Indicó que si el presidente le pidiera que hay que clasificarse para una competición europea "le pediría los fichajes y lo que considero que sería garantía", pero insistió en que "la plantilla se hizo a principios de temporada para los objetivos que tenemos, que no se engañe a la gente ahora".
Juande manifestó irónicamente que espera que Pepe Mel, entrenador del Tenerife, comience a demostrar lo que siente por el Betis este mismo domingo. En este sentido, se refirió a las declaraciones de Mel sobre su deseo de entrenar algún día al Betis, donde militó como jugador, y señaló que "es un orgullo que los entrenadores quieran venir al Betis. Eso quiere decir que estamos en un club de prestigio. Si tantas ganas tiene de trabajar aquí, que comience el domingo y nos eche una mano", dijo.
Altas y bajas
Los servicios jurídicos del Real Betis prevén recurrir la tarjeta amarilla que vio Belenguer en el último partido contra el Osasuna, que supone su quinta amonestación y que le acarrearía un partido de sanción, para que pueda jugar el próximo domingo contra el Tenerife en el Ruiz de Lopera.

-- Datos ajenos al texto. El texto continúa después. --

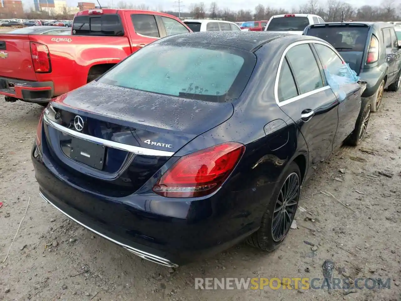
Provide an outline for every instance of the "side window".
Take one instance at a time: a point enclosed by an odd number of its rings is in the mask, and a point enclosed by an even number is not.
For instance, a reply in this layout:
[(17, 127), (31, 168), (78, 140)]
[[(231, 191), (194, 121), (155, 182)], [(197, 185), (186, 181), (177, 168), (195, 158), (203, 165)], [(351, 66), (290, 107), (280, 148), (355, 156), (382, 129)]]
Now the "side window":
[(220, 26), (221, 30), (231, 31), (231, 26), (230, 26), (229, 23), (223, 23), (223, 22), (219, 22), (219, 24)]
[(290, 48), (287, 53), (287, 57), (301, 94), (323, 86), (318, 63), (309, 44), (302, 44)]
[(189, 32), (185, 26), (176, 20), (167, 17), (162, 17), (163, 24), (164, 24), (166, 33), (168, 36), (178, 35), (180, 33), (188, 33)]
[(398, 39), (397, 39), (395, 31), (393, 28), (390, 28), (390, 35), (391, 37), (391, 44), (393, 48), (398, 48)]
[(131, 19), (135, 32), (143, 36), (160, 38), (160, 34), (154, 16), (152, 14), (132, 14)]
[(390, 35), (390, 31), (386, 28), (383, 29), (383, 42), (384, 42), (384, 47), (386, 48), (391, 48), (391, 37)]
[(217, 22), (209, 22), (206, 24), (207, 31), (218, 31), (219, 30)]
[(286, 59), (283, 61), (283, 64), (281, 66), (277, 92), (279, 102), (286, 100), (298, 95), (295, 81)]
[(344, 65), (337, 53), (325, 45), (314, 44), (314, 45), (325, 70), (330, 74), (341, 76), (341, 70)]

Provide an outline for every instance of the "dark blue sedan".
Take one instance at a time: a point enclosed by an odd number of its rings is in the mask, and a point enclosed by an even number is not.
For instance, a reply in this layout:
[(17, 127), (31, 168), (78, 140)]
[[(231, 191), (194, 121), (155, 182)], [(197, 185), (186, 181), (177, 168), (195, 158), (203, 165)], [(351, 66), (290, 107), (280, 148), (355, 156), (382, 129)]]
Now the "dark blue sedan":
[(344, 67), (310, 37), (161, 39), (45, 109), (32, 151), (40, 194), (169, 266), (244, 239), (274, 250), (312, 167), (365, 133), (366, 85)]

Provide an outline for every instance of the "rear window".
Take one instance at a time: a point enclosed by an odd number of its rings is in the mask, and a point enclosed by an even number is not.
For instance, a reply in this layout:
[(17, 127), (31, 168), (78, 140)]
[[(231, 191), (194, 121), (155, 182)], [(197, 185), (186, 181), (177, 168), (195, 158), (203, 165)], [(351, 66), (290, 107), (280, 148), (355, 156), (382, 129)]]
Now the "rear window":
[(401, 31), (396, 31), (395, 34), (397, 36), (397, 39), (399, 41), (401, 41)]
[(200, 31), (200, 25), (199, 22), (184, 22), (185, 25), (188, 26), (194, 33)]
[(309, 20), (306, 17), (280, 17), (272, 18), (267, 30), (272, 31), (303, 31), (308, 25)]
[(242, 24), (241, 24), (241, 25), (240, 27), (245, 27), (245, 28), (254, 27), (255, 22), (244, 22)]
[(117, 14), (79, 16), (74, 18), (72, 27), (75, 35), (124, 35), (121, 19)]
[(238, 49), (158, 43), (134, 53), (100, 83), (206, 101), (231, 102), (241, 95), (256, 57)]
[(308, 35), (327, 41), (339, 51), (363, 51), (367, 39), (368, 27), (324, 27), (310, 28)]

Ante el equipo canario, el Betis también podrá contar con otros dos jugadores que llevaban varias semanas de baja, el rumano Iulian Filipescu y el portugués José Antonio Calado, en ambos casos por lesión, indicó ayer el médico del Betis, Tomás Calero, que, sin embargo, descartó al lateral Fernando Varela.
Por otro lado, el uruguayo del Betis Washington Tais regresó ayer a Sevilla y se entrenó nada más aterrizar, aunque a un menor ritmo que sus compañeros, después de haber estado dos meses ausente por los partidos clasificatorios de Uruguay.